A final note to figure 4 Owner’s Capital. This was a difficult one for me with regards to credit card bonuses. I used the Citi AT&T card and received a statement credit of $650. I consider this bonus to be a personal bonus, and non taxable. Therefore by contributing the amount to the business in the form of not having to pay $650 of the bill, it was Owner’s Capital. I haven’t filed yet, so I may re-evaluate that.
Conclusion
The hardest part of book keeping is deciding what account to code to, and remaining consistent. My flip/flop on the Inventory Tracking mid year caused the reports to be wrong, so I need to go back and fix that. Luckily, knowing how much should be there, and what is actually reflected helped me want to track down the errors.
As an aside on personal taxes, I also ran a partial Roth conversion of $9,000 at year end. And when I saw that the result from Xero needs some cleaning up, I decided to push a $1,500 Estimated Tax Payment for Q4 to bide time until I calculate the pass through income (if any) from the Reselling business. My plan is to run through the tax reporting on this, along with four other W2’s for the year and use Traditional IRA’s to lower MAGI below a certain point for optimal tax credits. The $1,500 1040-ES will likely be unnecessary after doing this, but it also allowed me to meet min spend on a new card…
Craig says
Interesting, I manually calculate the GC discount on the front end rather than the back end. It takes a little time and messes me up a bit with inventory numbers (e.g. qty 9 @ $21.10 and 6 @$21.11). The way you are doing it seems smarter and easier.

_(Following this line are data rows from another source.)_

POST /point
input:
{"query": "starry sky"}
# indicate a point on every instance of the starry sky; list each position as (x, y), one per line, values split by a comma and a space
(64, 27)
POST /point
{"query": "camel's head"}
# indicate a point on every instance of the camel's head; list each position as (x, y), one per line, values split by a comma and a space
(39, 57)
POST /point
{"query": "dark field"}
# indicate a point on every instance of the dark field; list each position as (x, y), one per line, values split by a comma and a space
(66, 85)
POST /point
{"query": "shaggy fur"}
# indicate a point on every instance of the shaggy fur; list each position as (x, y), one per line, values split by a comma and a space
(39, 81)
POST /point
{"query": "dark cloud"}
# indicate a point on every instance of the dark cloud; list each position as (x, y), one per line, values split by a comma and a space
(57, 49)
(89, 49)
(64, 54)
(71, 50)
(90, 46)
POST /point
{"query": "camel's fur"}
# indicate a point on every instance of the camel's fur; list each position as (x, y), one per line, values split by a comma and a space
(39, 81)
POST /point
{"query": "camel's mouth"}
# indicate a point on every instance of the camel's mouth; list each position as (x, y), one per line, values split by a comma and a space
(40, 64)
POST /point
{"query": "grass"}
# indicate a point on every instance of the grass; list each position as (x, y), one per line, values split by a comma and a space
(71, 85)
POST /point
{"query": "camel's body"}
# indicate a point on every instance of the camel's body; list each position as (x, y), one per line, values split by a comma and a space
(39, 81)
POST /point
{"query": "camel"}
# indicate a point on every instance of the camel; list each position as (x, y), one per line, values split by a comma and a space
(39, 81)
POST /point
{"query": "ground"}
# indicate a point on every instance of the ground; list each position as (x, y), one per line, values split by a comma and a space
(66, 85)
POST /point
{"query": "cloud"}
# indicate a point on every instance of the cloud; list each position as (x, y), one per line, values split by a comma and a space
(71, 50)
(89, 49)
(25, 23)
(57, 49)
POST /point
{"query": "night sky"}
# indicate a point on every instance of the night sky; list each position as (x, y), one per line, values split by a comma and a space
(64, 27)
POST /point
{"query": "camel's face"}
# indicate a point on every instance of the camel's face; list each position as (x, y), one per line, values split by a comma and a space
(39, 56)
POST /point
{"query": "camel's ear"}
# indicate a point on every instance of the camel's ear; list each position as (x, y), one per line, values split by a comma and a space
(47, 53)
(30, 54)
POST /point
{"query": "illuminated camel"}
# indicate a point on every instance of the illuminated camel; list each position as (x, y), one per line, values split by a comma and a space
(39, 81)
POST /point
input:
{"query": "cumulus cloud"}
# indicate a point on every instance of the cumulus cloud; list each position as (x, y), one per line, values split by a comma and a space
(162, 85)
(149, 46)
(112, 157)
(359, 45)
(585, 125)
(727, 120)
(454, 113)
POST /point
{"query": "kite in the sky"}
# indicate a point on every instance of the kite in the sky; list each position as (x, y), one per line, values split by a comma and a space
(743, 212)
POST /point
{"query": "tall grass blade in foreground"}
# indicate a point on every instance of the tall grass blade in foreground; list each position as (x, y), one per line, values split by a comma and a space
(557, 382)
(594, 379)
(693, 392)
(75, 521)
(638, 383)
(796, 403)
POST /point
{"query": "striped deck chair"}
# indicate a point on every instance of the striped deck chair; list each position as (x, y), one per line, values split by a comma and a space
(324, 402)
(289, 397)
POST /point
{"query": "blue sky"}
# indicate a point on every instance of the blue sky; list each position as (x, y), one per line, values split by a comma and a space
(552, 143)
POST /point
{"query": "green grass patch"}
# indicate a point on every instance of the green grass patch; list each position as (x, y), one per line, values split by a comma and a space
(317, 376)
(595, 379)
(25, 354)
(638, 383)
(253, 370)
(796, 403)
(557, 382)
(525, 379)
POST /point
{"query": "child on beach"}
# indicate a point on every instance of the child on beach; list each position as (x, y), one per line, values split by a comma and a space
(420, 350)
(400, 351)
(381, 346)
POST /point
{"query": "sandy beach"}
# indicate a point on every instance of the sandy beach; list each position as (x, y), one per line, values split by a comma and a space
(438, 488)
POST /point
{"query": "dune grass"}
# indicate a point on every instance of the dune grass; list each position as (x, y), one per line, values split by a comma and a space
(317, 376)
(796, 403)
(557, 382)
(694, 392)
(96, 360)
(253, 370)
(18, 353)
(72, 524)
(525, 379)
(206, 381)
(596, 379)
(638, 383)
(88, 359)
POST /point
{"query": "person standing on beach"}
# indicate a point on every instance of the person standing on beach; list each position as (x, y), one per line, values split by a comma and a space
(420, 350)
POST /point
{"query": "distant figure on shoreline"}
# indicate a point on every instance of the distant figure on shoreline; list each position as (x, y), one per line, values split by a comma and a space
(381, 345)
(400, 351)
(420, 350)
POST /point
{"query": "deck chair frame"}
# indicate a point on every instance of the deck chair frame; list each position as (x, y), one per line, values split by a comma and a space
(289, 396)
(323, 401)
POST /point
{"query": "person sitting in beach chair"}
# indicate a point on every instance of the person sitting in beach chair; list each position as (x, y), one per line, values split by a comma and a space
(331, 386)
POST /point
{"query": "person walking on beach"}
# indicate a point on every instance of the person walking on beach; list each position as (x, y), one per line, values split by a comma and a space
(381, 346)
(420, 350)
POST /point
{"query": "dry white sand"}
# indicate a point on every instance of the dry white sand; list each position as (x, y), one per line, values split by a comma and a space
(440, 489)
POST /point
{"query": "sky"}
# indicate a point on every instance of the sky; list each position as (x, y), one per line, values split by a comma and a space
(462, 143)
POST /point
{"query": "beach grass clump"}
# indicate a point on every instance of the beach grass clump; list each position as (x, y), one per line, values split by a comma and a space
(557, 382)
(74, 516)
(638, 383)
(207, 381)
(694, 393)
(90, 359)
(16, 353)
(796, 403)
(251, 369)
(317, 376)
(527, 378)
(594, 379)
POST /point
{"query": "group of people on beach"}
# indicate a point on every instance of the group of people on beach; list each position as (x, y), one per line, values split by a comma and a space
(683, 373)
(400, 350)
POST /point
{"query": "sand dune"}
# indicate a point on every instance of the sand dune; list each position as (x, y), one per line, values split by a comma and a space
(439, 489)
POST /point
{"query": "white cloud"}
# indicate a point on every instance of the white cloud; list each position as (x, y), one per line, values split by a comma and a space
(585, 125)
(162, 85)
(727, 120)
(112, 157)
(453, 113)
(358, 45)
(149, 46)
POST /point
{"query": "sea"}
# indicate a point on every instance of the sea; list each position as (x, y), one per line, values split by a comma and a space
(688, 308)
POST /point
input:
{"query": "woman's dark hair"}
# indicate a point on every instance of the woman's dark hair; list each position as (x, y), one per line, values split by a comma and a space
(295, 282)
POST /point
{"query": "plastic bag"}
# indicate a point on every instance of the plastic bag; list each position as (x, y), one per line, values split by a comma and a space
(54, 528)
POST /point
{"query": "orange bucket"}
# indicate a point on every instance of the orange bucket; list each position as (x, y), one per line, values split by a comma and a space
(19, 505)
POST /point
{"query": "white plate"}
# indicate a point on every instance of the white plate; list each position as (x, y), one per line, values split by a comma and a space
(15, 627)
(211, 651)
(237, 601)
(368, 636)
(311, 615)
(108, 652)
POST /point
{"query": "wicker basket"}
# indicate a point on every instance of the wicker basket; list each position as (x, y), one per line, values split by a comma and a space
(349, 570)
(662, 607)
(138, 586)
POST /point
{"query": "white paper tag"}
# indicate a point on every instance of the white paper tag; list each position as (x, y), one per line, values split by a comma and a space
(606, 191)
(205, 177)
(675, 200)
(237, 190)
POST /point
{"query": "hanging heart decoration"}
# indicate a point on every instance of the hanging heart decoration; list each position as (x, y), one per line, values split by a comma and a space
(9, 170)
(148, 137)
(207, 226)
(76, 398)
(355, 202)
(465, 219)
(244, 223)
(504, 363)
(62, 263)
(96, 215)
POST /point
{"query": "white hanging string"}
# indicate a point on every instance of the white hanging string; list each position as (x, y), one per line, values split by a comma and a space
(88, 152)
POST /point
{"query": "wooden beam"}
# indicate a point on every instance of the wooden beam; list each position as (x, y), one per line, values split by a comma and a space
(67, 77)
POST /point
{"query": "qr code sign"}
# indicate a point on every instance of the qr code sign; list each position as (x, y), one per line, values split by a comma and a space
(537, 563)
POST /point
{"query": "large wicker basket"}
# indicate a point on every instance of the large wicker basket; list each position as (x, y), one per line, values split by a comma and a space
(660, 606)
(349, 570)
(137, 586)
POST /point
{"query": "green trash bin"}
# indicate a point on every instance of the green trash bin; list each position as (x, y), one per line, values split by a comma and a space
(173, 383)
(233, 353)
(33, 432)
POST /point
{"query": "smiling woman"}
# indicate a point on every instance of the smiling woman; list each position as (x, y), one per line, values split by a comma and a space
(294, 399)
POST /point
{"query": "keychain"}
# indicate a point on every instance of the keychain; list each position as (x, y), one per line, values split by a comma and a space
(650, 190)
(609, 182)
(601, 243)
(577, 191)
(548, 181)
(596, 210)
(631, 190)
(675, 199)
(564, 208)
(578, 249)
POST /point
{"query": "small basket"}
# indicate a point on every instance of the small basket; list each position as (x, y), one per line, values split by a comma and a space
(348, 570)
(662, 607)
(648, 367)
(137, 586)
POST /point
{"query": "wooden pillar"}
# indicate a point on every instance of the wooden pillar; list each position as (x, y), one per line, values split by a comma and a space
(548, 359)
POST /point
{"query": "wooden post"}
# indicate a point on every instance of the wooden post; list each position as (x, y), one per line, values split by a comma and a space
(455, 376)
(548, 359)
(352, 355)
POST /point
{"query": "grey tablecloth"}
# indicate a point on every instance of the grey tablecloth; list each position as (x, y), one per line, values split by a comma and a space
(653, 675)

May re-evaluate going forward. Did you realize this was the better way from the start?
Matt says
Yes, I think this is the best way to deal with it. The way it works:
Buy $200 GC for $185.
Add $200 to GC account, add -$15 to discount account
Buy Inventory for $235.
Pay for inventory with $200 GC, $35 CC
CC account (bill/statement) shows a line item for $35. This $35 then matches the bill for $235, and the GC account is drained.
This also allows you to track balances. You could do it for all accounts, eg Staples GC account, Sears, etc, but I just use a generic account for all.
Finally, at year end, you need to eliminate/reset the GC discount account for all GC spent. If you are still holding the cards, then the liability account could represent that moving forward. Until you ‘realize the liability’ (like a taxable sale) you haven’t truly brought the discount into the COGS figure for P/L
Nic says
Thanks – I love reading about stuff like this – especially with real numbers. How many hours would you guess you spent creating the $60k in revenue?
Matt says
Hard question. Firstly, it’s more like $100K in revenue (remember I have to build that number up then deduct fees). Secondly, this included the period of learning the ropes. This was inefficient.
Now, since effectively stopping I would say I do about 1hr a week, and I might see a similar amount of revenue this year if I maintain that.
JoJo says
Thanks Matt, this is a very helpful for beginner. I also wondering how does the points valued when it comes to reporting tax for business? For example if I got a Amex Business Platinum card and earned 100k point for signup bonus and 200k for spending in the business. How would I report this part since there is no “standard” value for it? Thanks again
Matt says
That is not a taxable event. No reporting.
Jason says
Hey Matt – Thanks so much for posting. As someone who started venturing down the reselling path earlier this year, I really love this stuff.
The GC discount bit is especially helpful. What would you recommend for someone wanting to learn more about accounting/bookkeeping for reselling? (I already know taxes this year are going to be a pain in the @rse, but I’d really like to make things easier moving forward.) I read in an earlier post that you became a Xero Certified Partner – in hindsight, do you find this necessary? What was the process for doing that?
Matt says
I don’t know that I’d go that far. It’s a qualification aimed at making you a professional book keeper rather than just adept at books.